A savory tofu filling is topped with fresh (garden, if you're lucky) tomatoes, basil and red onion ready to serve as a brunch item, bougie lunch, appetizer or light supper.
Ingredients:
pie dough for a 9-10" pie shell
1/2 red onion, thinly sliced
1/4 cup mayonnaise
1 1/4 cups shredded cheddar (vegetarian) cheese
2-3 medium sized tomatoes, 1/4-1/2" slices
a few cherry tomato halves to fill in the gaps
fresh chopped basil and leaves to garnish
salt and pepper to taste
3/4 lb firm tofu, shredded
2 tsps worcestershire sauce
1 tbsp vegetable oil
1 tbsp sodium reduced soya sauce
1 tsp minced garlic
salt and pepper to taste
1 tsp smoked paprika
Roll out the pie dough. Lightly spray a 9" tart pan and place the dough in it. Poke several times with a fork then refrigerate for 30 minutes.
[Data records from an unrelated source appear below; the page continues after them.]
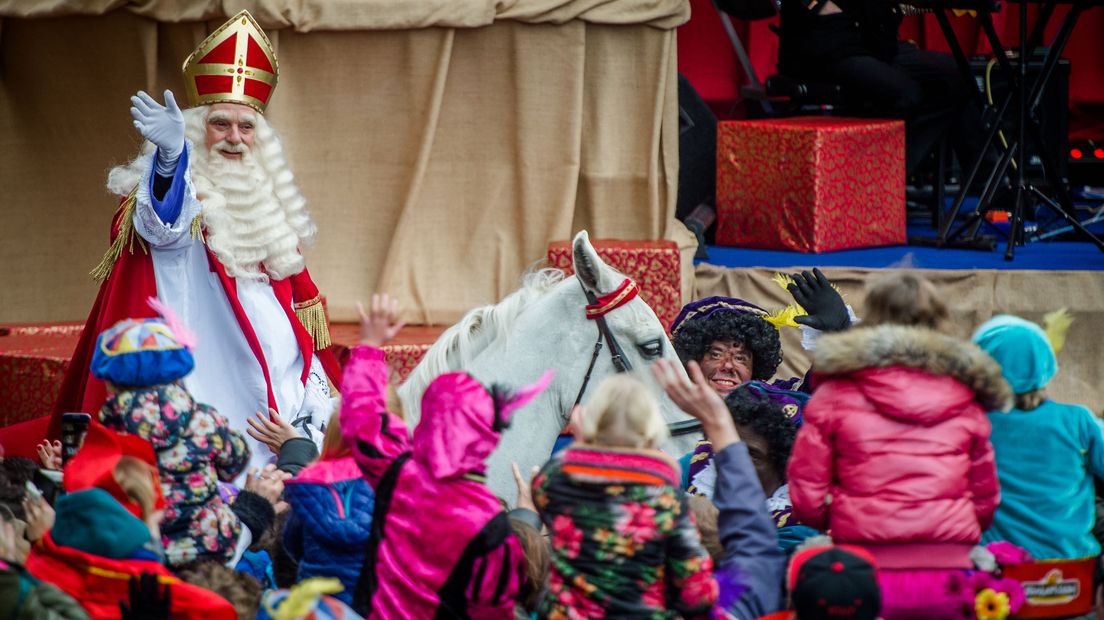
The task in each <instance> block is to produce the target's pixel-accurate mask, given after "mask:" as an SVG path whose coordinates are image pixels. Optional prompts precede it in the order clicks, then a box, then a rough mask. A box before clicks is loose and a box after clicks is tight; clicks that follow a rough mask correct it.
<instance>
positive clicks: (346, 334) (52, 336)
mask: <svg viewBox="0 0 1104 620" xmlns="http://www.w3.org/2000/svg"><path fill="white" fill-rule="evenodd" d="M83 328H84V323H83V322H67V323H30V324H26V323H24V324H8V325H0V427H4V426H9V425H12V424H18V423H22V421H26V420H31V419H34V418H36V417H41V416H44V415H46V414H49V413H50V411H51V409H52V407H53V404H54V400H55V399H56V397H57V389H59V387H60V386H61V383H62V378H63V377H64V376H65V371H66V368H68V363H70V359H71V357H72V355H73V349H74V348H75V346H76V343H77V340H78V339H79V338H81V330H82V329H83ZM444 330H445V328H444V327H433V325H408V327H406V328H403V330H402V331H401V332H399V335H397V336H395V339H394V340H393V341H392V342H391V343H389V344H388V345H386V346H384V348H383V350H384V353H386V357H388V363H389V364H391V368H392V371H393V372H394V375H395V376H396V377H397V378H399V380H405V378H406V375H408V374H410V373H411V371H413V370H414V366H416V365H417V363H418V362H420V361H421V360H422V355H424V354H425V352H426V351H427V350H428V349H429V346H431V345H432V344H433V343H434V342H435V341H436V340H437V336H439V335H440V332H443V331H444ZM330 336H331V339H332V341H333V348H335V352H336V353H337V355H338V359H339V360H340V361H341V362H342V363H343V362H344V360H346V359H347V357H348V352H349V348H350V346H352V345H354V344H357V342H358V341H359V339H360V325H359V324H352V323H335V324H333V325H331V327H330Z"/></svg>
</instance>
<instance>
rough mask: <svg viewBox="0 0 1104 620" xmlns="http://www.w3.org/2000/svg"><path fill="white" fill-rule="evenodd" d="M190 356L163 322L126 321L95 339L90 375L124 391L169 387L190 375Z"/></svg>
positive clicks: (167, 323)
mask: <svg viewBox="0 0 1104 620" xmlns="http://www.w3.org/2000/svg"><path fill="white" fill-rule="evenodd" d="M194 366H195V360H194V359H193V357H192V352H191V351H189V349H188V346H187V345H185V344H184V343H183V342H181V339H180V338H178V336H177V334H176V333H173V330H171V329H170V328H169V324H168V323H167V322H166V321H164V320H162V319H125V320H123V321H119V322H118V323H116V324H115V325H113V327H112V328H110V329H108V330H106V331H104V333H102V334H99V338H97V339H96V352H95V353H94V354H93V356H92V374H93V375H94V376H95V377H96V378H98V380H103V381H108V382H112V383H114V384H115V385H121V386H127V387H146V386H150V385H161V384H164V383H171V382H173V381H177V380H178V378H181V377H183V376H184V375H187V374H188V373H190V372H192V368H193V367H194Z"/></svg>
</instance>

When ready place a sheet of parchment paper over the shell then sit a glass pie plate on top. This is my method since I don't have pie weights. Blind bake at 400°F for 15 minutes.
In the meantime pat the tofu dry then shred. Or if it has been frozen and thawed, gently squeeze extra liquid out then shred. Mix with worcestershire, veg oil, soya sauce, garlic, paprika, salt and pepper.
Mix the cheddar and mayo together.
Spoon the tofu mixture into the pie shell pressing gently, then spred the cheese/mayo mixture over the tofu.
Top the cheese/mayo mix with 2-3 tbsps chopped basil followed by a layer of tomatoes, onions, salt and pepper.